Par ailleurs je considère qu’avec cette pandémie, l’hôpital public a retrouvé un statut qu’il avait perdu au cours des dernières années.
Quand j’étais jeune, tout le monde, toutes classes sociales confondues, allait à l’hôpital public.
Aujourd’hui, grâce aux efforts consentis, les personnes qui ont été atteintes du SARS-Cov 2 ont pu bénéficier d’une prise en charge complète et efficace dans la très grande majorité partout dans le pays.
Et la prise en charge a été gratuite dans ce cadre, avec la PCR, le scanner thoracique, les médicaments et l’hospitalisation.
Tout cela coûte cher, mais cela a été entièrement assumé par l’Etat dans le cadre du service public!
Et si à quelque chose malheur est bon, on peut affirmer que cette pandémie a permis aux citoyens de retrouver confiance dans l’hôpital public!
On sait que plusieurs services du CHU de Casablanca sont soutenus par des bienfaiteurs. Est-ce le cas pour votre service ?
Au début de la pandémie, nous avons été soutenus par des bienfaiteurs et concernant notre laboratoire, nous avons reçu le soutien d’une association de médecins néphrologues pour l’acquisition rapide de hottes qui permettent de protéger le manipulateur lorsqu’on fait des tests PCR.
De plus grâce à la Fondation Orange, nous avons pu réaménager l’unité de PCR qui doit être un laboratoire de niveau 2.
Enfin, des bienfaiteurs individuels ont pris en charge certains repas pour le personnel de garde, etc.
Quant à l’acquisition de matériels de protection individuelle pour le personnel, ainsi que le reste des équipements pour la réalisation des tests, c’est l’administration du CHU et le ministère de la Santé qui s’en sont chargés.

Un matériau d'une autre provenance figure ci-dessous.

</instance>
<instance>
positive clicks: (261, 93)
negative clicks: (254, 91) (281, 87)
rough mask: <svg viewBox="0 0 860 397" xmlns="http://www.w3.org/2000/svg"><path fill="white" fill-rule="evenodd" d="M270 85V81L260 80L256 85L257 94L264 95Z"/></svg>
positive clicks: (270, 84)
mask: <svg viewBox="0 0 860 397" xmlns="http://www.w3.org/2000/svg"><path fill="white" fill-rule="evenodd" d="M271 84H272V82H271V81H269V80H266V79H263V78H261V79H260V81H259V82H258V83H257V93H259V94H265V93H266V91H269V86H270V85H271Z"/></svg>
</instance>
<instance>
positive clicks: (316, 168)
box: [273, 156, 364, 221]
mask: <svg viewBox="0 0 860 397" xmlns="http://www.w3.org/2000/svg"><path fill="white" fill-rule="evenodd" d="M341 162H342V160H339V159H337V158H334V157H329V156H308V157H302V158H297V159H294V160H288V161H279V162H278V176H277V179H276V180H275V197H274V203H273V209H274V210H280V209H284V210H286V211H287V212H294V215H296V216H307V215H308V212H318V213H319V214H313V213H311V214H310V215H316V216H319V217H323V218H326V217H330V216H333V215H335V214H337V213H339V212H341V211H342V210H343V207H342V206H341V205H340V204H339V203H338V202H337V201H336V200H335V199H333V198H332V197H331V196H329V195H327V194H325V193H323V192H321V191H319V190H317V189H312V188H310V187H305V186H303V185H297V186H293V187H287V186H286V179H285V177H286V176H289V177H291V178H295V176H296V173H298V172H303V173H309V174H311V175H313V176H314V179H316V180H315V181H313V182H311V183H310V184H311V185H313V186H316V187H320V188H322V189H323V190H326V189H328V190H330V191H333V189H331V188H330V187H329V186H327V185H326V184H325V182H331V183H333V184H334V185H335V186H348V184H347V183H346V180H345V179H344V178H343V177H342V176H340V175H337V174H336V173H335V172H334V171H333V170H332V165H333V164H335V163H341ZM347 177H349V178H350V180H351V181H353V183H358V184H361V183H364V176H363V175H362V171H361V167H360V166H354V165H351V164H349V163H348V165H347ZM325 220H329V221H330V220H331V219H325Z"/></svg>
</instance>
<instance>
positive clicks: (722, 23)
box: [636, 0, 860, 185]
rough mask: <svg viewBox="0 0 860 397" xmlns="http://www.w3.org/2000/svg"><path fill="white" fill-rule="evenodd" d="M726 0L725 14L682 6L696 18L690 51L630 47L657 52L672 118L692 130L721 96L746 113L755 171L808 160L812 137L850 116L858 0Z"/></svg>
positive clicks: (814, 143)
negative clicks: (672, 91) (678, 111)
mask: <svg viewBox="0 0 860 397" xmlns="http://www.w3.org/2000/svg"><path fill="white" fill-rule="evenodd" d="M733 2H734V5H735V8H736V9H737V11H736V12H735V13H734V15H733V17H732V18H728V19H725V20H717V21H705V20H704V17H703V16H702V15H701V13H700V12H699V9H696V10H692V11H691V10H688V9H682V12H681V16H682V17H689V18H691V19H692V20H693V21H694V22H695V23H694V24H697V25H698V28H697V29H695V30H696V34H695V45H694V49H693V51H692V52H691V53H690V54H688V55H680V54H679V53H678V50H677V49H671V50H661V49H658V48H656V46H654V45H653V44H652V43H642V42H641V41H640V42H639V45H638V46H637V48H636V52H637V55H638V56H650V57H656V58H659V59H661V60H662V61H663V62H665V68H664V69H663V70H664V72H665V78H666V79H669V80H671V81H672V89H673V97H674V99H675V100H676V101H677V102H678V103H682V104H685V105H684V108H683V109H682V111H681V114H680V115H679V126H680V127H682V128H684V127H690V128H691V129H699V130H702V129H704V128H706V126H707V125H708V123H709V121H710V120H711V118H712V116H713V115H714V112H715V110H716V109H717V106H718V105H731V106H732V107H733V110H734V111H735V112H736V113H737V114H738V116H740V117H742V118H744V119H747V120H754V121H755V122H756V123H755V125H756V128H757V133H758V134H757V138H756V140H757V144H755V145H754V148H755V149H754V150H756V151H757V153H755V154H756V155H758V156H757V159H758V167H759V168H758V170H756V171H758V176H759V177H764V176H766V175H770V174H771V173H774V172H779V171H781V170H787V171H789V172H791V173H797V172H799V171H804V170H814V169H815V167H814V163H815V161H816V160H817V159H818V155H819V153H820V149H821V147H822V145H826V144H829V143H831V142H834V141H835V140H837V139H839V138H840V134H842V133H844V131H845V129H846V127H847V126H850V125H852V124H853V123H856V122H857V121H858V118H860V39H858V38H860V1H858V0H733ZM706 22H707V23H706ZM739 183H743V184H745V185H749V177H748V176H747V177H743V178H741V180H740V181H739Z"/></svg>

La féminisation des personnels de santé est aujourd’hui une donnée mondiale. Qu’en pensez-vous pour le cas de notre pays?
Permettez-moi tout d’abord de saluer mes collègues hommes qui sont tout autant engagés dans leur métier que nous-mêmes.
Ce qu’une femme peut apporter de plus, au niveau de chaque activité en rapport avec la santé, c’est qu’elle réussit magnifiquement son travail nonobstant toutes les autres responsabilités qu’elle assume chaque jour !
La femme a l’habitude de s’occuper des autres et le milieu médical est propice à cela car elle peut être compatissante, compréhensive, et le patient saisit parfaitement cette émotivité positive.
Entretien réalisé par Afifa Dassouli
À propos du Professeure Maha Soussi
Qualité et titres Cheffe du Département des Sciences Biomédicales; Faculté de Médecine et de Pharmacie, Université Hassan II de Casablanca ; Cheffe de Service au Laboratoire de Parasitologie Mycologie & Chef du Pôle « Laboratoires », CHU Ibn Rochd de Casablanca. Cheffe de service au laboratoire de parasitologie mycologie, responsable du laboratoire de Bactériologie virologie et cheffe du pôle Laboratoires au CHU Ibn Rochd Professeure de Parasitologie Mycologie, cheffe de département des Sciences Biomédicales et directrice de spécialité en Biologie Médicale à la Faculté de Médecine et de Pharmacie de Casablanca.